The impacts of climate change in Africa will be significant and long-term. Long-lived infrastructure and development planning are likely to be particularly affected. Factoring climate change into their design and implementation is, therefore, vital to development outcomes. Yet we know very little about how long-term climate information is used in African decision-making. While seasonal climate information is increasingly embedded in development and humanitarian actions across Africa, our knowledge of the barriers to and opportunities for to the uptake of long-term climate information is comparatively scant.

It is this knowledge gap that the Future Climate For Africa (FCFA) scoping phase seeks to fill. FCFA is a five-year international research programme jointly funded by the UK's Department for International Development (DFID) and the Natural Environment Research Council (NERC).

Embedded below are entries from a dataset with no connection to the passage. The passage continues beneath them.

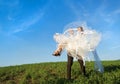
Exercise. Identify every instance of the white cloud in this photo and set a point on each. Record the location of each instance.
(115, 47)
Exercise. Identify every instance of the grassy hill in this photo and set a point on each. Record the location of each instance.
(55, 73)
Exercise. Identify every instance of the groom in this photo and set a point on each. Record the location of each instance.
(70, 58)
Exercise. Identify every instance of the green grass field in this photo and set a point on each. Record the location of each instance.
(55, 73)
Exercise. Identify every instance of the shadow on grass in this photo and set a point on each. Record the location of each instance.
(64, 80)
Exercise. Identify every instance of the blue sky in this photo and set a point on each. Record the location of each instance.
(27, 28)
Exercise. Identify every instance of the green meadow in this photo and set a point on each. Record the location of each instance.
(55, 73)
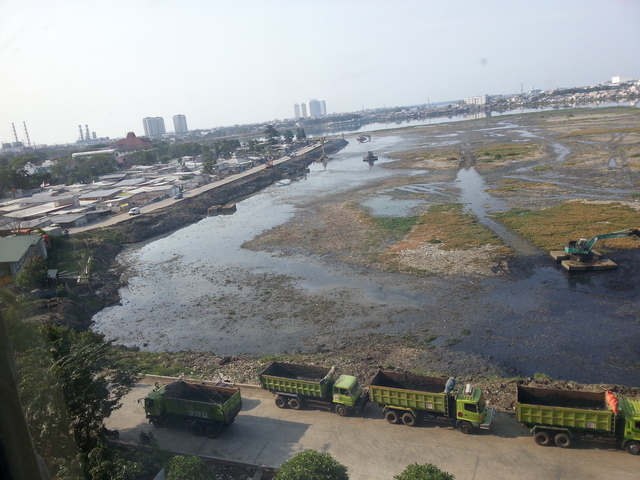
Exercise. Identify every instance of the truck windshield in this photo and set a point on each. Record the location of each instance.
(355, 388)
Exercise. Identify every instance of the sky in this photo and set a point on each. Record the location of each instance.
(109, 64)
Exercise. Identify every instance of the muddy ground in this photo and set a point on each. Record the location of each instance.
(581, 155)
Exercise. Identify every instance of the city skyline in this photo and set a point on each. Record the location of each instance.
(55, 58)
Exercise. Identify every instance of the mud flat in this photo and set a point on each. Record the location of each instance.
(341, 277)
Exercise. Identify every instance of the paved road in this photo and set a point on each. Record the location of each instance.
(189, 193)
(373, 449)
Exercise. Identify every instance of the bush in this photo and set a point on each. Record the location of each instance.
(423, 472)
(34, 273)
(189, 468)
(312, 465)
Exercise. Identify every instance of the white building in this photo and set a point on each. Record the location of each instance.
(180, 124)
(153, 126)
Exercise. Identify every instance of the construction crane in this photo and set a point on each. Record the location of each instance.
(578, 255)
(582, 249)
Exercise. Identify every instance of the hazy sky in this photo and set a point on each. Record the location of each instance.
(110, 63)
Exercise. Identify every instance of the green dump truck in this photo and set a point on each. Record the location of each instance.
(559, 416)
(296, 386)
(203, 408)
(406, 398)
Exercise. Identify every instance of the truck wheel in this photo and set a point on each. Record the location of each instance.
(542, 438)
(633, 447)
(563, 440)
(465, 427)
(212, 430)
(409, 419)
(392, 417)
(197, 429)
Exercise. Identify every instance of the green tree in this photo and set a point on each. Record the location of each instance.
(189, 468)
(271, 134)
(288, 136)
(92, 377)
(34, 273)
(426, 471)
(312, 465)
(106, 463)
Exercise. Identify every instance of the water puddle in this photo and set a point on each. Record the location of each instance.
(560, 151)
(473, 194)
(387, 206)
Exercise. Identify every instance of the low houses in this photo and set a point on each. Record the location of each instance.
(15, 252)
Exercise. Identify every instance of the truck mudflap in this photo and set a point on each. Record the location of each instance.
(362, 401)
(490, 414)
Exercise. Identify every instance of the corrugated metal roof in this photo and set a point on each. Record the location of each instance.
(13, 249)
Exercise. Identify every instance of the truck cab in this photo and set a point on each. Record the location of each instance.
(348, 392)
(471, 408)
(631, 435)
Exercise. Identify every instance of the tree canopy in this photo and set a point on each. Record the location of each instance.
(426, 471)
(312, 465)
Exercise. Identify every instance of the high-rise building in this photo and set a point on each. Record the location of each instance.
(153, 126)
(180, 124)
(315, 108)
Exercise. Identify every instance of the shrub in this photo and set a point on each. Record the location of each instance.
(423, 472)
(312, 465)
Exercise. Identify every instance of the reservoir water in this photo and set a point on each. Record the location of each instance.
(199, 289)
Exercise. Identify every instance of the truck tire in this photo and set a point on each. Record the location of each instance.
(212, 430)
(633, 447)
(409, 419)
(197, 429)
(563, 440)
(342, 410)
(542, 438)
(465, 427)
(157, 422)
(392, 417)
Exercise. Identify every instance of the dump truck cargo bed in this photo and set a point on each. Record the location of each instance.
(409, 391)
(194, 400)
(308, 380)
(565, 408)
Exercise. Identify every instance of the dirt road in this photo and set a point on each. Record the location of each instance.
(373, 449)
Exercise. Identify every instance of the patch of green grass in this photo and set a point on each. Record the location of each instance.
(552, 228)
(429, 338)
(397, 226)
(509, 150)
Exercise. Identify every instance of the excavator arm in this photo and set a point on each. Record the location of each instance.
(584, 246)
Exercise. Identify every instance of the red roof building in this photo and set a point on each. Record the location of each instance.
(131, 144)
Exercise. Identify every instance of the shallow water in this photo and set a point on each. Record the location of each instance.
(197, 289)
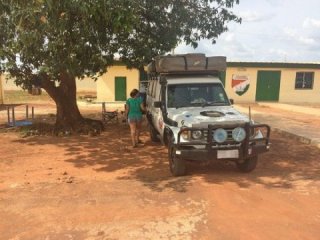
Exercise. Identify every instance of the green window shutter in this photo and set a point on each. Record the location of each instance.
(268, 86)
(120, 88)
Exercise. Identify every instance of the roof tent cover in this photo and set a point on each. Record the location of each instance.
(187, 62)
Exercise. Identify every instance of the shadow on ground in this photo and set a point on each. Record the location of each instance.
(288, 162)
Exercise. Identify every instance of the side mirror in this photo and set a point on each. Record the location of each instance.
(157, 104)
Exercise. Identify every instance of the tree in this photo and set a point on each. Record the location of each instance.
(53, 42)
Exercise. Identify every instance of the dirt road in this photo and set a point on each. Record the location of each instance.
(98, 188)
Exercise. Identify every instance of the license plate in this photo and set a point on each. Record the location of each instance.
(228, 154)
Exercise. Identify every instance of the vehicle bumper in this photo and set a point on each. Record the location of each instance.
(211, 151)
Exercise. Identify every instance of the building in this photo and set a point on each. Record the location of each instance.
(245, 82)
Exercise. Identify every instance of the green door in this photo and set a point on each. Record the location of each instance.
(268, 86)
(120, 88)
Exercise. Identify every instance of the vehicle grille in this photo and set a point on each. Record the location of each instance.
(228, 143)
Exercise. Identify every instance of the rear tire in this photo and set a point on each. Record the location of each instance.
(248, 165)
(177, 165)
(153, 134)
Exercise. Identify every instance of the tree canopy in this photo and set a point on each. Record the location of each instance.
(44, 41)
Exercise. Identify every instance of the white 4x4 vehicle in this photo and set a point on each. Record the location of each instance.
(189, 111)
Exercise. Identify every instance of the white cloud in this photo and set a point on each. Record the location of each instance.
(290, 32)
(229, 37)
(307, 40)
(310, 22)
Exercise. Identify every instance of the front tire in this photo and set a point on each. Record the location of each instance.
(177, 165)
(248, 165)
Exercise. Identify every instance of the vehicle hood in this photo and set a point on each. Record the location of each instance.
(202, 117)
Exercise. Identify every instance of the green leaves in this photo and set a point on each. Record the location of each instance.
(81, 37)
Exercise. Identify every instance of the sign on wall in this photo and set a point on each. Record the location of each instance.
(240, 83)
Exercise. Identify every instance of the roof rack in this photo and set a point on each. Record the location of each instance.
(196, 63)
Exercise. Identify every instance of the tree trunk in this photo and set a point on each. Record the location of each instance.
(68, 117)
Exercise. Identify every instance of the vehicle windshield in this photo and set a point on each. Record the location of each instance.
(195, 94)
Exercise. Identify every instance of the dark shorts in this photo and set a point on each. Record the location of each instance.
(134, 119)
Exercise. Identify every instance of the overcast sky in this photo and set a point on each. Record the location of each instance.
(271, 31)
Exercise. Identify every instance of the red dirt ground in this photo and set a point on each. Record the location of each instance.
(83, 187)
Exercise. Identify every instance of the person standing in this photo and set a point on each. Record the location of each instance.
(134, 108)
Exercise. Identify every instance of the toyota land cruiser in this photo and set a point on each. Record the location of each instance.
(188, 110)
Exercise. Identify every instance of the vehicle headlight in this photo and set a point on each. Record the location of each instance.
(238, 134)
(185, 135)
(196, 135)
(220, 135)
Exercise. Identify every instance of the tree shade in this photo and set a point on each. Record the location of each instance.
(50, 43)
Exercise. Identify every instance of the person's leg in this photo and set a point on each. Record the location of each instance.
(138, 129)
(133, 129)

The programme aims to advance scientific understanding of sub-Saharan African climate on decadal timescales and promote better communication, use and uptake of climate information into long-term climate-resilient development strategies.

FCFA starts from the premise that we need to improve our understanding of Africa’s climate system. However, more accurate and precise climate information is unlikely to lead to better decision-making on its own. How long-term climate information is communicated, used and taken up by decision-makers will be of equal, if not greater, importance. The wider factors of political economy, institutional settings and responses to other drivers of development and environmental change also need to be considered. Above all, promoting the uptake of climate information in long-term decision-making requires not only an appreciation of climate science, but an understanding of the economic, social and political processes that contribute towards it.

In informing the wider FCFA research programme, the 18-month scoping phase evaluates the needs of users of long-term climate information against the strengths and limitations of current climate science. In so doing, four case studies have been selected in sub-Saharan Africa; these explore real-world adaptation challenges in Malawi, Zambia, Rwanda and in two cities: Accra and Maputo.

In this Special Edition of Climate and Development Outlook, Lindsey Jones, JP Roux, Charlotte Scott and Tom Tanner reflect on some of the initial lessons FCFA has learned about communicating climate science and ensuring it's used in decision-making for climate-resilient development.

This Outlook outlines recent activities by the case study teams, and presents lessons on:  i) opportunities and barriers to the uptake of long-term climate information, and ii) ways to improve stakeholder engagement processes around the use of climate science in adaptation decisions. It also presents recommendations on how scientists and policy-makers can work better together and on how to encourage better use of climate information.